Shaking his head, he climbed onto the base of one of the doorway pillars. I feared he might fall, but he clambered up as if he did this all the time. The sight of him perched there, with the white aureole of his beard and cowlick against the grave Gothic stone of the building, made the crowd fall silent; once more, I could feel that strange mixed mood of apprehension and fascination that followed Samuel Sandison like the shadow at his heels.

“It looks as if the library has some new visitors today,” his voice rang off the building across the street, “and I have one thing to say to all of you. It pertains to behavior that will not be tolerated in this public institution.” Throughout the crowd I saw faces darken, the phalanx of idled miners readying for yet another warning against “unlawful assembly” even here. “You maybe do it out of habit up there on the Hill or down in the shafts,” Sandison blazed, hands on his hips, “but this is not the place for that kind of thing, understand? I am only telling you once.” He glowered down at some of the hardest men in Butte as if they were schoolboys playing hooky. “No spitting.”

With that, although I would not have thought it possible, his voice rose to another level. “Let us in, Morgan.”
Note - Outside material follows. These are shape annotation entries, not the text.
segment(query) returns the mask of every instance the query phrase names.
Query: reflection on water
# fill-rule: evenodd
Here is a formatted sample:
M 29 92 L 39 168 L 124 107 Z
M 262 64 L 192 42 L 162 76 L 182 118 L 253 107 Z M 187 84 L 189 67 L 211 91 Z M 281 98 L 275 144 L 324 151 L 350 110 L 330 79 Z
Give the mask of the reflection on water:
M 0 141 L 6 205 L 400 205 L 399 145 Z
ONCE INSIDE, I made straight for the cashbox Sandison kept in his desk, grabbed a fistful of money, and sent someone scurrying to the newsstand down the street to buy all available reading material. I would worry later about a ledger entry for Miscellaneous diversionary matter. Next, several of us lugged chairs from the auditorium to the Reading Room, the mezzanine, even the foyer. Meanwhile the miners circulated, speaking in hushed tones if at all, as they got the feel of the grand paneled rooms and the tiers of the world’s writings. With the arrival of the newsstand supplement of newspapers and such, so many men settled at tables and in corners with newsprint spread wide that the Reading Room took on the look of a schooner under sail. The library staff, originally taken aback as I had been, caught a fever of enthusiasm at having constant customers, cap in hand, requesting guidance; librarians do not ordinarily receive such worship. I detected a warm gleam of triumph even from Miss Runyon when a stooped miner asked in a thick Italian accent for L’avventura di Cristoforo Colombo and she was able to produce a pristine Florentine edition from the mezzanine treasure house.